Consider the normal AR(1) time series defined by \[ X_{n+1} = \rho X_n + Z_n \] where \(Z_1, Z_2, \dots\) are normal with mean zero and \(Z_n\) is independent of \(X_1, \dots , X_n\).
In the time series literature, the \(Z_i\) are called the innovations and their variance is the innovations variance.
Let \(\tau^2\) denote the innovations variance.

Numerical Example

The following will provide an observation from the MC 1 step ahead.

ar1 <- function(m, rho, tau) {
rho*m + rnorm(1, 0, tau)
}

Numerical Example

Next, we add to this function so that we can give it a Markov chain and the result will be p observations from the Markov chain.

ar1.gen <- function(mc, p, rho, tau, q=1) {
loc <- length(mc)
junk <- double(p)
mc <- append(mc, junk)

for(i in 1:p){
j <- i+loc-1
mc[(j+1)] <- ar1(mc[j], rho, tau)
}
return(mc)
}

Numerical Example

Let \(\rho=.95\) and \(\tau = 1\).

set.seed(20)
tau <- 1
rho <- .95
out <- 10 # starting value
n <- 10000
x <- ar1.gen(out, n, rho, tau)

Numerical Example

plot(x[1:1000], xlab="Iteration", ylab="", pch=16,cex=0.4)

Numerical Example

mu.hat <- mean(x)
mu.hat

## [1] -0.1252549

We will estimate the the asymptotic variance using BM. The following figure plots the batch means for batch length 100, that is a plot of \(\bar{X}_{m,k}\) versus \(k\).
This is, of course, another time series. Though we hope to choose a batch size large enough that we can treat these as independent.

b = 100
a = floor(n/b)
y = sapply(1:a, function(k) return(mean(x[((k - 1) * b + 1):(k * b)])))
plot(y, xlab="Batch Number", ylab="", type="o")
abline(h=mu.hat, lty=2)

Numerical Example

Variance estimate and standard error are as follows.

var.hat = b * sum((y - mu.hat)^2)/(a - 1)
se = sqrt(var.hat/n)
c(var.hat, se)

## [1] 344.0124746   0.1854757

Then we can report our result including both the estimate and standard error.

result <- c(round(mu.hat, 2), round(se, 2))
names(result) <- c("Estimate", "MCSE")
result

## Estimate     MCSE 
##    -0.13     0.19

Numerical Example

Alternatively, an approximate 95% confidence interval can be calculated as follows.

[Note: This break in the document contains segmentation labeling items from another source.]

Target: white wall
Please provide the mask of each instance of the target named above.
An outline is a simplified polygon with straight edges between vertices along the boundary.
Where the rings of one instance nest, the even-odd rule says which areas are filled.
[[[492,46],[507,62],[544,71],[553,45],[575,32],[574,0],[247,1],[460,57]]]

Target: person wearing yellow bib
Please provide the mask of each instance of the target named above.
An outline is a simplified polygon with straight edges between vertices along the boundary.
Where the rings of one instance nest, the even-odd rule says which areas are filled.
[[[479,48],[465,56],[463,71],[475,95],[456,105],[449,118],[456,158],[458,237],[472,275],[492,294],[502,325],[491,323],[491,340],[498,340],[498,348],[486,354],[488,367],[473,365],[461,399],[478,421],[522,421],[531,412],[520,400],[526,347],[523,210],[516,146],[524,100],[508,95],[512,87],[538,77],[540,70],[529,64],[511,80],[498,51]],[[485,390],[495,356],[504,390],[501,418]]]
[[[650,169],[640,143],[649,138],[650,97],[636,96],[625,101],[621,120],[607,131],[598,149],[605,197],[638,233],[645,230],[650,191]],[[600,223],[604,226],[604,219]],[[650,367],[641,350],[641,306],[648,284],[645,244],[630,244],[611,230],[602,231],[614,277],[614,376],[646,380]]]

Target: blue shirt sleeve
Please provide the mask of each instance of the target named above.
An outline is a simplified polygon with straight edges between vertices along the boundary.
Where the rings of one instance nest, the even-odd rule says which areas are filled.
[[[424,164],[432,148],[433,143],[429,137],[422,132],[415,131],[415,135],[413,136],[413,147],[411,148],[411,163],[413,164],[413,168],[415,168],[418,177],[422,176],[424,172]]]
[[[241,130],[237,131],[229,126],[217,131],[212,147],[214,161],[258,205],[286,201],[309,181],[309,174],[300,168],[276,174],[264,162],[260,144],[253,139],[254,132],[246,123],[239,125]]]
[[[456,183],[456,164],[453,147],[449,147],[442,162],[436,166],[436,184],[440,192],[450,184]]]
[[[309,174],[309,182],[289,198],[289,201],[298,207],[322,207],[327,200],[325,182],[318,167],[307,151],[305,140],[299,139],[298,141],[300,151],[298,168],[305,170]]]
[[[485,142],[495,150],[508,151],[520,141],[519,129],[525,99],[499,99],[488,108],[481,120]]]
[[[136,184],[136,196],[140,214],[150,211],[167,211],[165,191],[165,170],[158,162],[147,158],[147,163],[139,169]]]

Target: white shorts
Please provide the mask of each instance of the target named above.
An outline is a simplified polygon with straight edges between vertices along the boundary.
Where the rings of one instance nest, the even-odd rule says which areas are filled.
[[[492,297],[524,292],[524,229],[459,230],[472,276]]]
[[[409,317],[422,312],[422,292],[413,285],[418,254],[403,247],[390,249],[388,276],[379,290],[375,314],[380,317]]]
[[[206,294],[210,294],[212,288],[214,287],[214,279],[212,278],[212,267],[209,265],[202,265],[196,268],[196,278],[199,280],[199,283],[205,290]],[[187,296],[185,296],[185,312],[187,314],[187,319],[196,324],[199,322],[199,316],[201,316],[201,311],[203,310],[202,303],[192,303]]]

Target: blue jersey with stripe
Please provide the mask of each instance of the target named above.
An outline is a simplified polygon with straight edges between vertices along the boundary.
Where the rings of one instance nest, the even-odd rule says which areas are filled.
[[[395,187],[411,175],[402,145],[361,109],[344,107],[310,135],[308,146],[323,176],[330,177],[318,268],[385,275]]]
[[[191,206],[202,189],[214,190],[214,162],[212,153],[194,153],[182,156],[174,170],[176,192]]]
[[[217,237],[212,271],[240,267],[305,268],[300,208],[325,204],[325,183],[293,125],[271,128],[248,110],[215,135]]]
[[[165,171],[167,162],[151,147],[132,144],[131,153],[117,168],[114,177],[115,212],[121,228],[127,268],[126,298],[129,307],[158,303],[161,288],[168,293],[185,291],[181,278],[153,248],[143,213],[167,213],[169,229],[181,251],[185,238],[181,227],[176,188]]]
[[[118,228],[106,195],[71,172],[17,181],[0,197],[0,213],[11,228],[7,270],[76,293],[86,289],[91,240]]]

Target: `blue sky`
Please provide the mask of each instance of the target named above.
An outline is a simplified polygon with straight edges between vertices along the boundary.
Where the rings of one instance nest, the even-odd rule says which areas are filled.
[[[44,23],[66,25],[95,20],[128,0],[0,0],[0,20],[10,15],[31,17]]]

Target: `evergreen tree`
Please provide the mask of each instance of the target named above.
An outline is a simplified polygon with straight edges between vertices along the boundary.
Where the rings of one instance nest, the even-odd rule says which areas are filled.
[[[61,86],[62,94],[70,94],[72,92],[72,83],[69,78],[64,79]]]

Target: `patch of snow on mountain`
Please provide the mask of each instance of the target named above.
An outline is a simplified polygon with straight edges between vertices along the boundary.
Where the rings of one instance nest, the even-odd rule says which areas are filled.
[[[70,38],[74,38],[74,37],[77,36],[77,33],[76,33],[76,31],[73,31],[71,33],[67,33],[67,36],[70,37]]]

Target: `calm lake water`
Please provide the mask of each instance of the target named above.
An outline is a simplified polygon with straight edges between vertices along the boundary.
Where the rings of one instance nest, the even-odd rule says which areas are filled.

ci <- mu.hat + c(-1,1) * 1.96 * se
round(ci, 2)

## [1] -0.49  0.24

We see that (no surprise) statistics works and the confidence interval actually covers the true value. We also know that in actual practice a 95% confidence interval will fail to cover 5% of the time, so failure of the interval to cover wouldn’t necessarily have indicated a problem.

Numerical Example

Important to notice that our variance estimate isn’t very good. We can calculate \(\sigma^2\) in this problem, that is \[ \sigma^2 = \sigma^2_X \frac{1 + \rho}{1-\rho} = \frac{\tau^2}{1-\rho^2} \; \frac{1 + \rho}{1-\rho} = 400 \] for \(\rho=.95\) and \(\tau = 1\). But our estimate based on BM here is the following.

var.hat

## [1] 344.0125

Asymptotic Variance

Asymptotic theory behind our confidence interval assumes that \(n\) is so large that the difference between \(\hat{\sigma}^2_n\) and \(\sigma^2\) is negligible. The difference here is obviously not negligible. So we can’t expect our nominal 95% confidence interval to actually have 95% coverage.
Monte Carlo sample size \(n\) must be much larger for all the asymptotics we so casually assume to hold. This is a very common phenomenon; obtaining a good estimate of an asymptotic variance often require larger sample sizes than estimating an asymptotic mean.